Hague told the BBC: “It’s a very mixed picture and I don’t want to be starry-eyed about it in any way, but there are many areas where things have improved.”
Improved security = withdrawal. The task for Cameron and Hague and Obama and Clinton now shifts to creating a rationale for withdrawal that sells their own people the idea that their soldiers have not died in vain.
Around 2:20 p.m. the bell of St. Batholomew’s church began tolling at a mournful rate. Big Steve Blundell made a final check on the grieving families, handing out tissues, whispering a quick word of encouragement. By 2:30 p.m. the silence was total. There wasn’t even a breeze to flutter the ear drums.

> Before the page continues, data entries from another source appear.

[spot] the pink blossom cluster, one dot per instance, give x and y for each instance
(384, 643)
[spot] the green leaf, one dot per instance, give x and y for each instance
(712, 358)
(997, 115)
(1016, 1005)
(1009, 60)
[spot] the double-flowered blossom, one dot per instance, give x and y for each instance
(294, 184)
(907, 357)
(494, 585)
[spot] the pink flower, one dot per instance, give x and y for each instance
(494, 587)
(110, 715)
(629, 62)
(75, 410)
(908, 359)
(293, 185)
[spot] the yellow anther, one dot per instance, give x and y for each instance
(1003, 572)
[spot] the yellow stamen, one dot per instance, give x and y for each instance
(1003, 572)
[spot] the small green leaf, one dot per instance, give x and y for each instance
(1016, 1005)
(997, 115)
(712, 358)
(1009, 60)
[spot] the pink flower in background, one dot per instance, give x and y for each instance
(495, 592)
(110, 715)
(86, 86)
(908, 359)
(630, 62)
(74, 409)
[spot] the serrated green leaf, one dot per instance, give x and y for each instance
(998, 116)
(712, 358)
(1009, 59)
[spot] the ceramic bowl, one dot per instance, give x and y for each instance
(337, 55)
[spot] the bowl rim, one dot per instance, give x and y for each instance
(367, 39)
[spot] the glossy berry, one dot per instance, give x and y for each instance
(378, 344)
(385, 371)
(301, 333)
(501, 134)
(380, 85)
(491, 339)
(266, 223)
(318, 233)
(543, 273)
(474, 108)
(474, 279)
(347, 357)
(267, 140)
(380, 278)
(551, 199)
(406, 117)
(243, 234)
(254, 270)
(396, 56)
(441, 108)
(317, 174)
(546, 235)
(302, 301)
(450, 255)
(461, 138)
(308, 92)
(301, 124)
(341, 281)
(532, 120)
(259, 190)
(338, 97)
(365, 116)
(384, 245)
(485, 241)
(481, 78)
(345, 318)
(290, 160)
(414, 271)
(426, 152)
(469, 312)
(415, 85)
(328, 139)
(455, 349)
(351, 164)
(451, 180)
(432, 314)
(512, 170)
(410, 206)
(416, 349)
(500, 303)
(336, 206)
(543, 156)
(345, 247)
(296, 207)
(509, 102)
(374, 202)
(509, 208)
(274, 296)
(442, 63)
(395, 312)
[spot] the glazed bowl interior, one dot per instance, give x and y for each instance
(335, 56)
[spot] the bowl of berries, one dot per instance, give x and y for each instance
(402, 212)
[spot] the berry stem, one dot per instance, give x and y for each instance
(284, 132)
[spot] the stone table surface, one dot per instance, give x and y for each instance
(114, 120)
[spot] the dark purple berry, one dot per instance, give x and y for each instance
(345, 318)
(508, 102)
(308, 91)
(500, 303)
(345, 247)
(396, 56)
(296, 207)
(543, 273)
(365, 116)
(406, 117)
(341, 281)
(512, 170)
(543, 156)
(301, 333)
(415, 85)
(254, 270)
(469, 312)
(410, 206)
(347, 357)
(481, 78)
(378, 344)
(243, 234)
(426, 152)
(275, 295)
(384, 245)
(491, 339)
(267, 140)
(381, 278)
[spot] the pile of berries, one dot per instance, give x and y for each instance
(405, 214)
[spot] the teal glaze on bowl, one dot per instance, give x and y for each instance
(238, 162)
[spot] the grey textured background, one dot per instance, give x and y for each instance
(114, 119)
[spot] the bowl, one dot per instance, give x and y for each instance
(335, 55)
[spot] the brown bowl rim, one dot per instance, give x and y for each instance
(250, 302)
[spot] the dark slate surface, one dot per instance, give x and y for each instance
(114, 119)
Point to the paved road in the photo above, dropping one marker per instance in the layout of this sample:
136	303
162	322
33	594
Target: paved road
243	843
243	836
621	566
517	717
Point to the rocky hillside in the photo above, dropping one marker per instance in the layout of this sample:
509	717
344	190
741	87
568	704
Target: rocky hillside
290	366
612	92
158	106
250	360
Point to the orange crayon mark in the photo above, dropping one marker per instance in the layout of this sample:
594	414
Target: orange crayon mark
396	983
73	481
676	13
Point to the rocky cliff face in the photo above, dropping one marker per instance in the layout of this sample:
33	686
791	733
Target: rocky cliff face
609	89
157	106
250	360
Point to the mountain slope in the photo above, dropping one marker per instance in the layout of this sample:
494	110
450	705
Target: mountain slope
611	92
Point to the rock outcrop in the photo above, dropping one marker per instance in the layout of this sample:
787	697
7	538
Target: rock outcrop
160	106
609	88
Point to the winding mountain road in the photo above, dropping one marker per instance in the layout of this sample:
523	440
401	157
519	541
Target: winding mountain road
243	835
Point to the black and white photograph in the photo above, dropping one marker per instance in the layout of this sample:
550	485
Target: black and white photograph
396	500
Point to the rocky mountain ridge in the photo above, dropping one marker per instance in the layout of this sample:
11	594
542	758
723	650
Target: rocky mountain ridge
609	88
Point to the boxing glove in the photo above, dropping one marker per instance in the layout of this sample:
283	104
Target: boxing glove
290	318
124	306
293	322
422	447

An elderly voice called out to the octogenarian Royal British Legion color guard to present their flags, then dip them to the ground. Then a minute later, a quiet rumble of police motorcycles moving slowly, a police car and then, an undertaker in top hat and tails, holding a staff, led the four black hearses each containing a coffin past the crowd. The vehicles stopped and the various family groups placed flowers on cars. The only sound was the shuffling of footsteps to and from the vehicles and the strained attempts to choke back sobs. Men occasionally looked skyward hoping to let gravity roll the stinging salt back into their brimming eyes.
A very long minute of silence—more like four, one for each body—followed. Then the color sergeant barked out to the elderly guard of honor to stand down. The hearses resumed their journeys and the crowd moved on.